The book spoke about how capitalism was going to prevail in the country. “I thought India will lose its tryst with socialism and capitalism will prevail in this country, and the temple of capitalism is the stock market,” he said.
Jhunjhunwala liked the reasons for his love of stocks and their fluctuation to romance, where one was certain of love, but could not pen the exact reasons for those.
Before his foray into the market, the ace investor said that his father advised him to have a basic education for the sake of financial security and then do whatever he wanted to do. That was the reason he became a chartered accountant. “My father told me that if you want to go to the stock market, I will not support you but you are a chartered accountant so you will get a job… you are a smart person,” Jhunjhunwala recounted. “Be fierce, be fearless and may God bless,” was his father’s advice.
When he started trading at the market, Jhunjhunwala said that he used trade whatever appealed to him, never following anybody blindly.

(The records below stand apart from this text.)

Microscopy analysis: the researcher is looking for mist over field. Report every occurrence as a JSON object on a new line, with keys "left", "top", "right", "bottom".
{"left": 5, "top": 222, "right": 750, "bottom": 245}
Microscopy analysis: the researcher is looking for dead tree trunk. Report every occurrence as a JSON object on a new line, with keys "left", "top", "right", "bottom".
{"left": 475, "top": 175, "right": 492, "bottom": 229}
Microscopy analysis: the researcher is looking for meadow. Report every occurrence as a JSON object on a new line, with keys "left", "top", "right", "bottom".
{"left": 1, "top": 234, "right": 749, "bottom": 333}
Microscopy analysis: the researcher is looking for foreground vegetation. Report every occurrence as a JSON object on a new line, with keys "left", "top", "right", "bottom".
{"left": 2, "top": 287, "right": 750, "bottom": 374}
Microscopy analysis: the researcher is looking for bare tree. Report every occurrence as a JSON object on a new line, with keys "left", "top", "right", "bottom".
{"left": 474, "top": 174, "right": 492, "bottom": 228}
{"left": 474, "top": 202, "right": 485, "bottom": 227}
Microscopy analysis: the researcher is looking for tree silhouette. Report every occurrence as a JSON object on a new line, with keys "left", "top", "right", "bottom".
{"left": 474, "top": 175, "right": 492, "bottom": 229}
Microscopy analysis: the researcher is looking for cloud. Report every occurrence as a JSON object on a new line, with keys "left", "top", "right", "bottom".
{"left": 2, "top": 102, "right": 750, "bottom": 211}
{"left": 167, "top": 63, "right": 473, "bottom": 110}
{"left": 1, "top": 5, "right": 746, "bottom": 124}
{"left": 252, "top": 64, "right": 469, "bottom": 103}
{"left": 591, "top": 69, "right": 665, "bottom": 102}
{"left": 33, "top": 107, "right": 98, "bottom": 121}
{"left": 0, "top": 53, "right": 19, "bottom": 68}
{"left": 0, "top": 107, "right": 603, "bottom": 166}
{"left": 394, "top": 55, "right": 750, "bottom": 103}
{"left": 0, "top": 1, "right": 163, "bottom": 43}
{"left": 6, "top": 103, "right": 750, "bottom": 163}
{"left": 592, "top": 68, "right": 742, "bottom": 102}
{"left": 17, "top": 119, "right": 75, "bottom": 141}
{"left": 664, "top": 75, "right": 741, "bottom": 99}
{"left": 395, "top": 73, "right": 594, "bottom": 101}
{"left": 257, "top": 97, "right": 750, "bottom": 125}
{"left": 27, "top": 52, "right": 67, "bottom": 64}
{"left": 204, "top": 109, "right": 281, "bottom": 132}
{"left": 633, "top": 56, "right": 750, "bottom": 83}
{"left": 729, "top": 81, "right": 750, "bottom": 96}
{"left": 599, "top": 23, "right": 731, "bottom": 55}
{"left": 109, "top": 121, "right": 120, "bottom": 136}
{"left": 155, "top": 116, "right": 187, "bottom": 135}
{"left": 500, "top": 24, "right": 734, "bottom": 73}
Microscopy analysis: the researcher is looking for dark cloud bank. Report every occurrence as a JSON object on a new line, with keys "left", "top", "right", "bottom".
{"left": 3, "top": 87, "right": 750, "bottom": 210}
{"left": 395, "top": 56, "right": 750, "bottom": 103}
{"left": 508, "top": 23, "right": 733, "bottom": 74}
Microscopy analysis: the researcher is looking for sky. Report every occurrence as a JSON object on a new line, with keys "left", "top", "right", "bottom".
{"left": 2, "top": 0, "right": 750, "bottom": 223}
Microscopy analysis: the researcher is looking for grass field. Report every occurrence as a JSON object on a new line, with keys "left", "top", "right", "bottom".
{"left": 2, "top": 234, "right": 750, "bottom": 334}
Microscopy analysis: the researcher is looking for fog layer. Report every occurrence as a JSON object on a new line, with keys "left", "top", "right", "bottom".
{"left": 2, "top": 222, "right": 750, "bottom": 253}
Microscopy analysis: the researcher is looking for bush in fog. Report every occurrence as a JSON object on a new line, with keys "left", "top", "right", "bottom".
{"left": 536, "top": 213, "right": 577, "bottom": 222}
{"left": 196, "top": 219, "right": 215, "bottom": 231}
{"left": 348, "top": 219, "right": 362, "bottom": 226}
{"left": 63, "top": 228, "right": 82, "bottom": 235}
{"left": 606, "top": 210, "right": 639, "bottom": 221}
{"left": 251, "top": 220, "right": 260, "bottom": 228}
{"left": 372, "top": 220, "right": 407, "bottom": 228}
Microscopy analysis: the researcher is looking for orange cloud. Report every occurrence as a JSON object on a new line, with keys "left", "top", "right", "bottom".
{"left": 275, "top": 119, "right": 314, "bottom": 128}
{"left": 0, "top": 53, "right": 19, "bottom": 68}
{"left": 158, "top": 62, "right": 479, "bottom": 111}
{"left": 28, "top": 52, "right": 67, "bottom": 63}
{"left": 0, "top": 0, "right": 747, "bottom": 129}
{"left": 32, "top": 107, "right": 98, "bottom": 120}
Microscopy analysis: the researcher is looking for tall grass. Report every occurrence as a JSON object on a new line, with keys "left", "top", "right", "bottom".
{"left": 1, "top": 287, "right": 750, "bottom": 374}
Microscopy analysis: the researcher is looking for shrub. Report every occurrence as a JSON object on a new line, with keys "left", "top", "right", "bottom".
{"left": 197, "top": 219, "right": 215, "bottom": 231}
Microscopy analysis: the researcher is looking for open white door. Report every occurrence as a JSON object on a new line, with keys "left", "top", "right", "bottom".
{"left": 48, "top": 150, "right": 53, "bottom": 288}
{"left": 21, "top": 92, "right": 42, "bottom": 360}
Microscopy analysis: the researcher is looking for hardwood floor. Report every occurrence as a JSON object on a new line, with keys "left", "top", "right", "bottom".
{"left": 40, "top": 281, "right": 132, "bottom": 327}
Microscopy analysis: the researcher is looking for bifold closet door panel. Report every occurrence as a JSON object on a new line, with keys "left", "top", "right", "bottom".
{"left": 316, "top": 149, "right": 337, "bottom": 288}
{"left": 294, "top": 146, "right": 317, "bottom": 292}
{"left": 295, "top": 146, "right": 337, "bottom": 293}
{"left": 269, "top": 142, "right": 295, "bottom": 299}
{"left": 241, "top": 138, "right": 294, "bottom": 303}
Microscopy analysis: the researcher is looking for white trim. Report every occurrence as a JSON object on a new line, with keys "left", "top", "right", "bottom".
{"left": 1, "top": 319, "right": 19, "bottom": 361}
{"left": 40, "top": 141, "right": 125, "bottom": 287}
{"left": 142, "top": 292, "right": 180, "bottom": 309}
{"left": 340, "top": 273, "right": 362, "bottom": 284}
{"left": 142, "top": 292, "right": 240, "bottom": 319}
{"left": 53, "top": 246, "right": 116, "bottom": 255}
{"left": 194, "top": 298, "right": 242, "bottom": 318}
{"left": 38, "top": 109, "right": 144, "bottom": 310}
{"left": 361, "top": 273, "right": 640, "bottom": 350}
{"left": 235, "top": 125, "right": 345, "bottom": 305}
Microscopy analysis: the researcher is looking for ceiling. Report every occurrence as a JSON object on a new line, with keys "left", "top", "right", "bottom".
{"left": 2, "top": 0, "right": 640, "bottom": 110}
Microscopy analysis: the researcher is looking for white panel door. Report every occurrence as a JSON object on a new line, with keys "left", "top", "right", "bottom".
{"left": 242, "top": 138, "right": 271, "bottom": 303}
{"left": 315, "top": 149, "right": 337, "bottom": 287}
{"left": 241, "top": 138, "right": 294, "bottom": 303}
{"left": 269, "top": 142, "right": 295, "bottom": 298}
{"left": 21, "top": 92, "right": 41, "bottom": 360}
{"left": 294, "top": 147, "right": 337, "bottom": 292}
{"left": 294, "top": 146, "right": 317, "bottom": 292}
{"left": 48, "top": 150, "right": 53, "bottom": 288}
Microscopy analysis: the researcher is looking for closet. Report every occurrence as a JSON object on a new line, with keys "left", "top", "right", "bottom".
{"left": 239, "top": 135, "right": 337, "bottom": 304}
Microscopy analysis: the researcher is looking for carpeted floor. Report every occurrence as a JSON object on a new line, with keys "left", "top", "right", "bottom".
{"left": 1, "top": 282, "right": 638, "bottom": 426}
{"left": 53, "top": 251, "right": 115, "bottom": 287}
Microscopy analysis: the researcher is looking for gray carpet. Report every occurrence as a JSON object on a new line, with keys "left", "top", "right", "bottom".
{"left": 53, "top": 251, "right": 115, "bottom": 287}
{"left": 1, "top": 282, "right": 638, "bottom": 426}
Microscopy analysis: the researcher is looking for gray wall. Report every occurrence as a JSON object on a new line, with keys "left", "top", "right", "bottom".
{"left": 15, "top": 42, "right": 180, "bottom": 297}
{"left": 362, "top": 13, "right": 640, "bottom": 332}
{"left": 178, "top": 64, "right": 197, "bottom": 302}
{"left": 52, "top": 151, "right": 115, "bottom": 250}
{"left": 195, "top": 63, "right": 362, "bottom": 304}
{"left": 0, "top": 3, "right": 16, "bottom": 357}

Giving an example of one of his big scores, Jhunjhunwala spoke about the bet he made on Sesa Goa which he heard about from his friend, Shailesh Bajaj in 1989. “Iron prices were fixed annually... the price had been enhanced for the next year and the stock was still available at Rs 27-28. That was the first punt of my life… I bought 2.5 lakh shares of Sesa Goa at Rs 27-28, then I bought another 2.5 lakh shares at Rs 35-36. Over the next six months, the stock price went up to Rs 65," Jhunjhunwala recalled. The rest, as they say, is history.